Jan 14 '19 16:01 hanhuizhu

you can try this ,if you still want @velis74

Jan 14 '19 16:01 hanhuizhu

Thanks, @hanhuizhu I will definitely try this. I thought sockets were the most reliable and fastest solution, so it never occurred to me to switch to something else...

Jan 15 '19 06:01 velis74

@hanhuizhu , thank you! I was hitting on exactly the same issue and i was struggling to find a solution. Service worked randomly . Moving away from sockets did the trick for me as well... For the record, in case it helps someone else, my setup was dockerized and uwsgi was installed through pip.

Feb 12 '19 21:02 gtarnaras

This helped me a lot https://www.codesd.com/item/django-gunicorn-nginx-download-large-error-file-502.html and also check Gunicorn status: sudo systemctl status gunicorn In my case, there were no permissions for saving in directory 😆

May 13 '19 11:05 pawisoon

Probably related/duplicate to this : https://github.com/unbit/uwsgi/issues/1702

Aug 16 '19 12:08 olivierdalang

Removing --threads=4 seems to fix the issue here ?!

Aug 20 '19 17:08 olivierdalang

I have met a similar question，when uwsgi set multi threads and reach the reload_on_rss,uwsgi worker respawn.However the nginx get 502 error. uwsgi seems not to wait for the resp complete.

Nov 04 '19 09:11 guoyu7157

I have tried shifting my workload from gunicorn to uwsgi and immediately hit this issue. I have created a minimal example which allows everyone to reproduce this in seconds, all you need is Docker: https://github.com/joekohlsdorf/uwsgi-nginx-bug

If there is anything more we can contribute to fixing this bug I'll be happy to help. My biggest issue is that uwsgi is silent about these errors so I have no idea where to start looking.
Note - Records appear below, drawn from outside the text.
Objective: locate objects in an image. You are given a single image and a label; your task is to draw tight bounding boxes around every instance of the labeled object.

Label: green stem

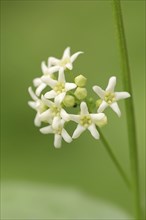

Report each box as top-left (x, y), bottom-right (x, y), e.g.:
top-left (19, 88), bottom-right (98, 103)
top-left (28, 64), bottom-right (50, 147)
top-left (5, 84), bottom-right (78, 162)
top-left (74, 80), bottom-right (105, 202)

top-left (98, 129), bottom-right (131, 188)
top-left (112, 0), bottom-right (141, 219)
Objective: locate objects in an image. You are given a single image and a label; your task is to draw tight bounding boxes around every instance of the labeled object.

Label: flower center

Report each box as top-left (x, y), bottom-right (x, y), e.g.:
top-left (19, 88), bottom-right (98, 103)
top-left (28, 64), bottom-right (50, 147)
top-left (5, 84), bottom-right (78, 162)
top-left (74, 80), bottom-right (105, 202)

top-left (38, 101), bottom-right (48, 113)
top-left (50, 105), bottom-right (61, 116)
top-left (60, 58), bottom-right (70, 67)
top-left (104, 92), bottom-right (116, 104)
top-left (54, 126), bottom-right (62, 134)
top-left (80, 115), bottom-right (92, 128)
top-left (54, 82), bottom-right (65, 94)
Copying the README of my repo which has some additional info:

This repo is a minimal example to reliably reproduce a bug where uwsgi closes connections prematurely.

How To Run

You need Docker to run this demo.

Checkout the code
Run make up
Wait a few seconds and you'll see error messages upstream prematurely closed connection while reading response header from upstream from then nginx container appearing
You will also see the logstream of uwsgi which is clean.
Hit CTRL-C and everything will stop within in a couple of seconds.

What Does It Run

The container workload is an empty Django project. Django is served by uwsgi in worker mode running 2 processes.
The container nginx runs an nginx reverse proxy to uwsgi.
The container ab runs apachebench against the nginx container.

Frequently Asked Questions

Change setting XYZ of uwsgi.
- I sadly haven't found any setting which fixes this.
You are overflowing the listen backlog.
- uwsgi has a mechanism to alert when this happens, it isn't the cause of the problem.
This is a benchmark problem.
- Exactly the same happens with real traffic.
The problem is caused by Nginx.
- This does not happend with gunicorn.
How can I change the uwsgi config?
- Adjust uwsgi.ini and run again.
How can I change what is installed in the Docker images?
- Adjust the Dockerfile and run make rebuild.

Further illustration of the problem

In the below graph you can see two days of these errors in a production environment.

First day is uwsgi, second day is gunicorn. Similar traffic, same amount of processes. gunicorn errors are due to timeout (gunicorns harakiri), unexpected errors on gunicorn are 0.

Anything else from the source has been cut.